Letter to the Editor

THE AUTHORS REPLY

Barbara P. Yawn and Peter M. Wollan

Department of Research, Olmsted Medical Center, Rochester, MN 55904

The letter from Dr. Sheikh (1Go) about our article (2Go) raises some interesting issues that are important to address. The kappa statistic is most clearly useful when a single item is being evaluated, the number of observers is small, the number of possible responses is small, the number of cases observed is large, and agreement due to chance is an important concern. If the question being addressed is whether agreement is significantly better than chance, where "chance" is defined as multinomial independence, then the hypothesis test based on kappa is clear. Otherwise, interpretation is difficult and rather arbitrary (3Go–5Go).

In our context, we needed to assess agreement across several observers, on items of widely varying response types. It is naïve to believe that misclassification does not occur when copying items from the medical record or applying standard algorithms or indices, and it is important to assess reliability for these items. Although kappa can be computed for agreement on a subject's gender, stochastic independence is really not an issue. It is not at all clear what probability model should be used for chance agreement on date of birth, and combining agreement on gender and date of birth into a single weighted kappa would seem to muddy things considerably. Then, we consider it important to distinguish between "demographic" items such as gender, date of birth, or date of a physician visit and "judgment" items, in particular whether cardiovascular disease was considered at the visit. Although kappa is certainly relevant to this last item, the issues of interpretation remain, and we did not think that presenting a separate weighted kappa value would have furthered the discussion.

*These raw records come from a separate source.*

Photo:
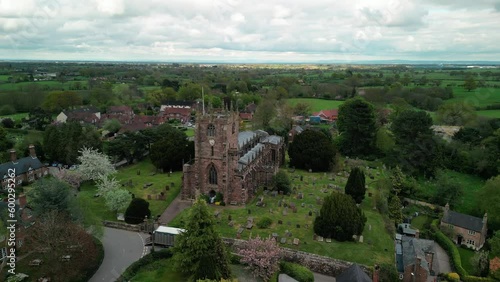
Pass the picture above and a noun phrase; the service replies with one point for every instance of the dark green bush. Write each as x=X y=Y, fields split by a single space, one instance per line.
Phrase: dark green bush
x=297 y=271
x=264 y=222
x=449 y=247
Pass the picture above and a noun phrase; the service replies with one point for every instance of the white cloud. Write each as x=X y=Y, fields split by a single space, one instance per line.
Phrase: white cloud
x=250 y=30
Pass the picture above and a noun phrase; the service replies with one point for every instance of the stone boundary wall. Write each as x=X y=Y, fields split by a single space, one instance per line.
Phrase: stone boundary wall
x=417 y=202
x=316 y=263
x=122 y=225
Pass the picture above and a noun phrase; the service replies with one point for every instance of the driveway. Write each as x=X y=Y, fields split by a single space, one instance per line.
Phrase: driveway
x=442 y=261
x=121 y=249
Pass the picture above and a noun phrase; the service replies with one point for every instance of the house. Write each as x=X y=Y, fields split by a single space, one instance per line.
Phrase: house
x=89 y=115
x=327 y=115
x=26 y=169
x=353 y=274
x=415 y=260
x=179 y=112
x=246 y=116
x=466 y=229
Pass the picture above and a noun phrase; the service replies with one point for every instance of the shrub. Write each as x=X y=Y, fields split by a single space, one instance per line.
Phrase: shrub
x=449 y=247
x=264 y=222
x=297 y=271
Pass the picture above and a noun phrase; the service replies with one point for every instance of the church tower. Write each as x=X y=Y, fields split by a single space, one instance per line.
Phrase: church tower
x=216 y=155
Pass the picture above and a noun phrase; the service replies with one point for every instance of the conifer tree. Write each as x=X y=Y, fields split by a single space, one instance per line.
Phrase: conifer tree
x=355 y=186
x=199 y=250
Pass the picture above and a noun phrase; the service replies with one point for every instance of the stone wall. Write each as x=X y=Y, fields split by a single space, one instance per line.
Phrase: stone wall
x=122 y=225
x=316 y=263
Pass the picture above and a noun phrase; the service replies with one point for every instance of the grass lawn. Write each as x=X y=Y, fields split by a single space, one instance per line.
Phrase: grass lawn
x=15 y=117
x=465 y=257
x=160 y=270
x=489 y=113
x=316 y=104
x=96 y=207
x=377 y=246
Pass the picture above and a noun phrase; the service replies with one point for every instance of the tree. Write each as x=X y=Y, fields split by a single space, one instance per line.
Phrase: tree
x=494 y=243
x=94 y=164
x=312 y=149
x=264 y=114
x=449 y=190
x=106 y=184
x=281 y=182
x=169 y=152
x=261 y=255
x=112 y=125
x=56 y=236
x=489 y=197
x=339 y=218
x=480 y=263
x=8 y=123
x=117 y=199
x=394 y=208
x=199 y=251
x=458 y=113
x=355 y=186
x=137 y=211
x=51 y=194
x=357 y=127
x=470 y=83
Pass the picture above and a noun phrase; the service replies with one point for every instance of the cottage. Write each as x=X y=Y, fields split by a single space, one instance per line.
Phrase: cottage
x=466 y=229
x=415 y=259
x=26 y=169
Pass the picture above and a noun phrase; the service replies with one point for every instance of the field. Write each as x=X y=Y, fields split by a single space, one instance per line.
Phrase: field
x=377 y=245
x=15 y=117
x=147 y=175
x=470 y=183
x=489 y=113
x=316 y=104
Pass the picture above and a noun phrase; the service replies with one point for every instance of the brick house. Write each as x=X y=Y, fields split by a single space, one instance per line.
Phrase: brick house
x=327 y=115
x=466 y=229
x=229 y=161
x=27 y=169
x=89 y=115
x=415 y=259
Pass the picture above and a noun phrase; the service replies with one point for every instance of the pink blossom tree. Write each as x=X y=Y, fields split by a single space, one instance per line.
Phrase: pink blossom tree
x=261 y=256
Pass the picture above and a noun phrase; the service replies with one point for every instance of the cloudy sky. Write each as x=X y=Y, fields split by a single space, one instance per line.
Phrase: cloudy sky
x=250 y=30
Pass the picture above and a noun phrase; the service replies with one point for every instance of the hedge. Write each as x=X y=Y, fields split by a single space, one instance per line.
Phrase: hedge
x=132 y=270
x=449 y=247
x=477 y=279
x=297 y=271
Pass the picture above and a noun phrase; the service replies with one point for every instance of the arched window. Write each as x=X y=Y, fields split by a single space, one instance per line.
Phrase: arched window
x=212 y=175
x=211 y=130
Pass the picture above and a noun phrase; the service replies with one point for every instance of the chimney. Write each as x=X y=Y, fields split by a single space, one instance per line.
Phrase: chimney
x=376 y=273
x=32 y=151
x=13 y=156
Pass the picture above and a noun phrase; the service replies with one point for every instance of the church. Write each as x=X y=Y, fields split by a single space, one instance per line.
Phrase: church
x=228 y=161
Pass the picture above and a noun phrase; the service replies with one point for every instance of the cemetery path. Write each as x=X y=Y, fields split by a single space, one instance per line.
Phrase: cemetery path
x=121 y=249
x=173 y=210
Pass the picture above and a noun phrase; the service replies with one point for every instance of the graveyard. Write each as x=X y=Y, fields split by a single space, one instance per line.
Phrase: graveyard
x=292 y=216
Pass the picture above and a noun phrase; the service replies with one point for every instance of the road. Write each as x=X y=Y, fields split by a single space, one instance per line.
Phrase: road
x=121 y=249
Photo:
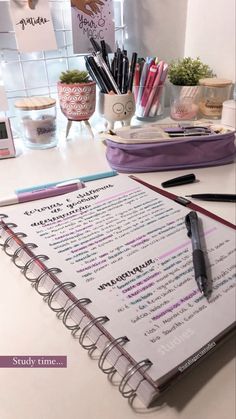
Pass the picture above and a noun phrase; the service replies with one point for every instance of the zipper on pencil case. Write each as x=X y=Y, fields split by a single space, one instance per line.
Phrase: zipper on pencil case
x=125 y=169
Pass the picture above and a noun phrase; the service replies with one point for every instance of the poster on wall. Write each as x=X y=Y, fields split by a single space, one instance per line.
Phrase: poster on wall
x=33 y=26
x=92 y=19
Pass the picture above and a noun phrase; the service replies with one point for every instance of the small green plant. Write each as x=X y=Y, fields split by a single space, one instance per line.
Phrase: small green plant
x=74 y=76
x=188 y=71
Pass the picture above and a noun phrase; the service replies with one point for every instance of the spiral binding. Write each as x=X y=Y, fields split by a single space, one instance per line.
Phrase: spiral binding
x=54 y=291
x=44 y=273
x=18 y=251
x=35 y=258
x=7 y=242
x=9 y=225
x=83 y=301
x=87 y=328
x=111 y=345
x=130 y=392
x=65 y=311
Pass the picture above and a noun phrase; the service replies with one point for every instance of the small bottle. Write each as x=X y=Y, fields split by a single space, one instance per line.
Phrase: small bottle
x=214 y=92
x=37 y=117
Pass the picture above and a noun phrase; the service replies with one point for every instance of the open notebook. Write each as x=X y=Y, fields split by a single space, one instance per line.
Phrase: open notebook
x=115 y=263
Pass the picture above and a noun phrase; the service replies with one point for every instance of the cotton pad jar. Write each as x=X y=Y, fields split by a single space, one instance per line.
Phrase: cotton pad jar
x=37 y=120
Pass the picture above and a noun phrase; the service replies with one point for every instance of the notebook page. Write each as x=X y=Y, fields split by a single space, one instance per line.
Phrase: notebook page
x=126 y=248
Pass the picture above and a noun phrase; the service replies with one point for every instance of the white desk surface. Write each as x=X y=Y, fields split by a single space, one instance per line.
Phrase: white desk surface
x=29 y=327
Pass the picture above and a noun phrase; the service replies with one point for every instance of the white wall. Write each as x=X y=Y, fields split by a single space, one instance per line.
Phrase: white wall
x=156 y=27
x=210 y=34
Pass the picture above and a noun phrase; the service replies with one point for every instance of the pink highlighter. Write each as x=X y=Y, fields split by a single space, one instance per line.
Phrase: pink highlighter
x=149 y=84
x=155 y=90
x=41 y=194
x=156 y=99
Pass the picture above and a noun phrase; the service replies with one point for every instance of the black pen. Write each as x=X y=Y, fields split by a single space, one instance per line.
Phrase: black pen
x=95 y=45
x=104 y=53
x=220 y=197
x=204 y=285
x=125 y=72
x=119 y=70
x=95 y=73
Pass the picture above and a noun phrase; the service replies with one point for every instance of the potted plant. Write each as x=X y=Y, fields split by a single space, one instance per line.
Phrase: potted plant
x=77 y=95
x=184 y=75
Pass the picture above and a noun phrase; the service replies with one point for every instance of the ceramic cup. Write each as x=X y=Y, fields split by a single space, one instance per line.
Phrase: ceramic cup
x=115 y=108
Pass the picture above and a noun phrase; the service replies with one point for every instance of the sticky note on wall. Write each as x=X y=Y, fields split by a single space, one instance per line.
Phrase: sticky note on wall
x=33 y=27
x=92 y=19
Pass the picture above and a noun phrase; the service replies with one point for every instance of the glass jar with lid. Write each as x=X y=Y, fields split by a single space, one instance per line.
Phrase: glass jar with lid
x=37 y=118
x=214 y=92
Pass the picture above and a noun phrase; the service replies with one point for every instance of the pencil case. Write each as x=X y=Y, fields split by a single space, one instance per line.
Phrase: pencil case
x=150 y=149
x=130 y=150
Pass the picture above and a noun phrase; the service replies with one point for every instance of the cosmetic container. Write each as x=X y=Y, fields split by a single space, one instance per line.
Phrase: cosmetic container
x=213 y=93
x=37 y=121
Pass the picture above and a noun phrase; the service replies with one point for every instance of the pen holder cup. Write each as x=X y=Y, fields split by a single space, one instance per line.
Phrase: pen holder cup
x=149 y=102
x=184 y=102
x=116 y=108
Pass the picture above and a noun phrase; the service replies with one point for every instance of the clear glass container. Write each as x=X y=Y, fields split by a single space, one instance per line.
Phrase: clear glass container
x=184 y=102
x=214 y=92
x=149 y=102
x=37 y=120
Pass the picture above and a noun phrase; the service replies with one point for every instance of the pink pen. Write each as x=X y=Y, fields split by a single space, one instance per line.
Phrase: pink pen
x=40 y=194
x=155 y=88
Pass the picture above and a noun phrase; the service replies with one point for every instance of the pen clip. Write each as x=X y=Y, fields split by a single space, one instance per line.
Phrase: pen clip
x=188 y=223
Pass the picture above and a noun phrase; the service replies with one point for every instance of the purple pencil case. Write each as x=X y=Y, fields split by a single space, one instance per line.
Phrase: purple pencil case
x=146 y=149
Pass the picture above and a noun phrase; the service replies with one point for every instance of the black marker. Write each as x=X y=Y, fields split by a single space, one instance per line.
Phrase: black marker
x=181 y=180
x=204 y=285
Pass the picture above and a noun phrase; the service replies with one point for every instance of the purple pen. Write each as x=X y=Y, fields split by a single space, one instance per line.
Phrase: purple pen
x=40 y=194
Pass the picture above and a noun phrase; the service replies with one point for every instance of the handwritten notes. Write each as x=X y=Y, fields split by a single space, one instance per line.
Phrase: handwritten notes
x=126 y=248
x=33 y=27
x=97 y=23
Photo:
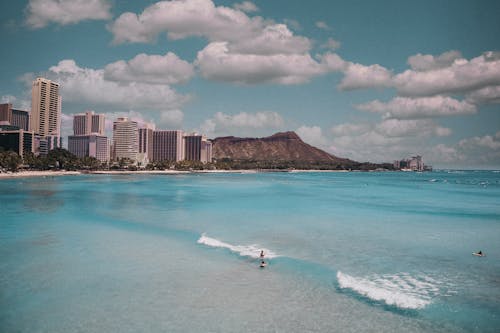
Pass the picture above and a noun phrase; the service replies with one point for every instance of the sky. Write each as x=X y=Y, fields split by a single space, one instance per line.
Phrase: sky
x=367 y=80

The point of view we have taken is more common in the quality assurance literature, where relatively straightforward, easily interpreted statistics are used to evaluate how well one is doing, and the critical issues are whether that is good enough and how to do better (6Go, 7Go). It may be useful to use separate terms for agreement—where failure to agree is frequent and agreement by chance is of concern—and reliability, where agreement is high and each disagreement may represent a system or process failure that may be correctable. Although kappa statistics and similar measures are often of value, we continue to believe that, in our context, they are not helpful.

ACKNOWLEDGMENTS

Conflict of interest: none declared.

References

  1. Sheikh K. Re: "Interrater reliability: completing the methods description in medical records review studies." (Letter). Am J Epidemiol 2005;162:919.[Free Full Text]
  2. Yawn BP, Wollan P. Interrater reliability: completing the methods description in medical records review studies. Am J Epidemiol 2005;161:974–7.[Abstract/Free Full Text]
  3. Bishop YMM, Feinberg SE, Holland PW. Discrete multivariate analysis: theory and practice. Cambridge, MA: MIT Press, 1975.
  4. Fleiss JL, ed. Statistical methods for rates and proportions: the measurement of interrater agreement. New York, NY: John Wiley & Sons, 1981.
  5. Landis JR, Koch GG. A review of statistical methods in the analysis of data arising from observer reliability studies, part 1. Statistica Neerlandica 1975;29:101–25.
  6. Rosander AC. The quest for quality in services. Milwaukee, WI: American Society for Quality Control, 1989.
  7. Juran JM. The quality trilogy: a universal approach to managing for quality. Quality Progress 1986 Aug;19:19–24.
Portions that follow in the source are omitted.